C’est à se demander comment diable la France reste le pays le plus vert et semé d’arbres, en proportion de sa taille, de tous les pays occidentaux ! EN revanche, on ne se demande plus pourquoi l’industrie du papier se porte bien dans notre pays : Arjomarie et Canson, aujourd’hui le groupe Arjo-Wiggins si je ne m’abuse, sont de renommée internationale… Tous ces gens profitent de l’effort de guerre !
Voilà donc la campagne sans merci que j’étais occupé à mener ces derniers jours, à mon humble niveau, au lieu de vous raconter des absurdités sur ce blog.
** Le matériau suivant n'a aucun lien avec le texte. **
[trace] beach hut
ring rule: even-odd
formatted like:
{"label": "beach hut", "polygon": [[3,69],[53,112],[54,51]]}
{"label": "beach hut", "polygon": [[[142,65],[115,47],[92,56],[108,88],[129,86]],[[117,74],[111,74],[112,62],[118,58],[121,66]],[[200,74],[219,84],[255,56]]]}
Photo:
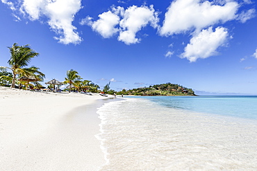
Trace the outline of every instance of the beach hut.
{"label": "beach hut", "polygon": [[27,82],[27,86],[28,85],[30,82],[37,82],[38,79],[35,78],[34,77],[21,77],[19,80],[19,81],[24,81]]}
{"label": "beach hut", "polygon": [[61,85],[61,84],[63,84],[62,82],[56,80],[56,79],[53,79],[51,81],[47,82],[45,84],[53,84],[53,92],[55,92],[56,85]]}

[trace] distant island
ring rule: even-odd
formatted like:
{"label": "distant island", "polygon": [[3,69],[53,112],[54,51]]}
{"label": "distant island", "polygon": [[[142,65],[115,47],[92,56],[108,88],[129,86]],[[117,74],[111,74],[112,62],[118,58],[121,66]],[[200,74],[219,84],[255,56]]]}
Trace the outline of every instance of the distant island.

Vous parler plus précisément de ce que je suis censé faire serait sans intérêt (vraiment sans intérêt, croyez-moi, je le fais 35 heures par semaine et plus…), mais je vous entretiendrai sans doute un autre jour de l’indigence intellectuelle dans laquelle je nage là-bas.
Je n’aurais jamais cru éructer ce cliché absolu, mais Thank God It’s Friday… Lundi, j’aurai des nouvelles de ce front courtelinesque.
jeudi 22 novembre 2007
Be a man and suck it up...
Il m’importe peu d’être occupé…
Il m’importe peu de ne plus avoir le temps pour certaines choses…
Il m’importe peu de ne plus avoir le temps de blogger…
Il m’importe peu de travailler…
Il m’importe peu de le faire comme tout le monde…
Il m’importe peu de naviguer dans le riant monde de l’entreprise…
Il m’importe peu d’avoir envie d’euthanasier quotidiennement mes compagnons de route…
Il m’importe peu de côtoyer des gens qui ne sont pas nécessairement de mon milieu…
Il m’importe peu qu’ils ne soient, en plus pas nécessairement de mon niveau…
Il m’importe peu d’avoir à m’adonner à des activités intellectuellement atones…
Il m’importe peu que ce soit les seules effectivement récompensées dans une PME moyenne…
Il m'importe peu de côtoyer la médiocrité des gens...
Il m'importe peu de faire face à la médiocrité de la loi...
Il m'importe peu de faire bonne figure devant la médiocrité en règle générale...
Il m’importe peu de me lever trop tôt…
Il m’importe peu de me coucher de même…
Il m’importe peu d’être fatigué le soir…
Il m’importe peu que ce soit pour avoir fait l’exact opposé de ce que je voudrais…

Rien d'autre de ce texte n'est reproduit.